4. How We Use Your Data
Your data is processed solely for:
- Delivering and maintaining the Dictionary application
- Providing customer support and responding to inquiries
- Personalizing your experience (e.g., saved words, preferences)
- Sending service updates, security alerts, and optional marketing (with consent)
- Analyzing usage patterns to improve performance and content
5. Data Sharing & Third Parties
We do not sell your personal data. We may share data only with trusted third-party processors who assist us in operating our services, including:
- Cloud Hosting: AWS & Cloudflare (infrastructure & CDN)
- Analytics: Google Analytics & Mixpanel (aggregated, anonymized)
- Payments: Stripe (PCI-DSS compliant processing)
- Support: Intercom (customer communication)
All processors are bound by Data Processing Agreements (DPAs) and must comply with GDPR standards.

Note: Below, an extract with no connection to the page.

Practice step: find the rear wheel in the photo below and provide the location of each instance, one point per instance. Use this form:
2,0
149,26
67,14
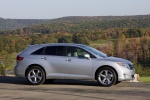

6. Data Retention & Security
We retain your personal data only as long as necessary to fulfill the purposes outlined in this policy, or as required by law:
- Active accounts: Duration of subscription + 24 months
- Deleted accounts: Purged within 30 days
- Payment records: 7 years (tax compliance)
- Analytics data: Aggregated & anonymized after 14 months
We implement industry-standard security measures including AES-256 encryption at rest, TLS 1.3 in transit, regular penetration testing, and strict access controls. Incident response procedures are maintained to address breaches within 72 hours of discovery.
7. Your Rights Under GDPR
As a data subject, you have the following rights:
- Right of Access: Request a copy of the personal data we hold about you.
- Right to Rectification: Correct inaccurate or incomplete data.
- Right to Erasure: Request deletion of your data ("right to be forgotten").
- Right to Restrict Processing: Limit how we use your data in certain circumstances.
- Right to Data Portability: Receive your data in a structured, machine-readable format.
- Right to Object: Opt-out of processing based on legitimate interests or direct marketing.
- Right to Withdraw Consent: Revoke consent at any time without affecting the lawfulness of prior processing.
To exercise any right, contact our DPO at privacy@dictionary.com. We will respond within 30 days.
8. Cookies & Tracking Technologies
We use essential cookies to maintain your session and security. Optional cookies (analytics, personalization) require your explicit consent via our cookie banner. You can manage preferences at any time in your account settings or through browser controls. Third-party services may also set cookies subject to their own privacy policies.
9. International Data Transfers
Dictionary is headquartered in Ireland (EU). Your data may be processed in jurisdictions outside the EU where our service providers operate. We ensure adequate protection through:
- European Commission Adequacy Decisions
- Standard Contractual Clauses (SCCs)
- Binding Corporate Rules (BCRs) where applicable
10. Contact & Data Protection Officer
If you have questions about this policy, wish to exercise your rights, or need to report a concern, please contact:
Data Protection Officer
Email: dpo@dictionary.com
Postal: Dictionary Ltd., Data Protection Office, 123 Language Avenue, Dublin, Ireland
You also have the right to lodge a complaint with your local supervisory authority (e.g., the Data Protection Commission in Ireland).
11. Policy Updates
We may update this GDPR policy to reflect changes in legislation, our services, or business practices. Material changes will be communicated via email or in-app notification. The "Last Updated" date at the top of this page will reflect the current version. Continued use of our services constitutes acceptance of the updated policy.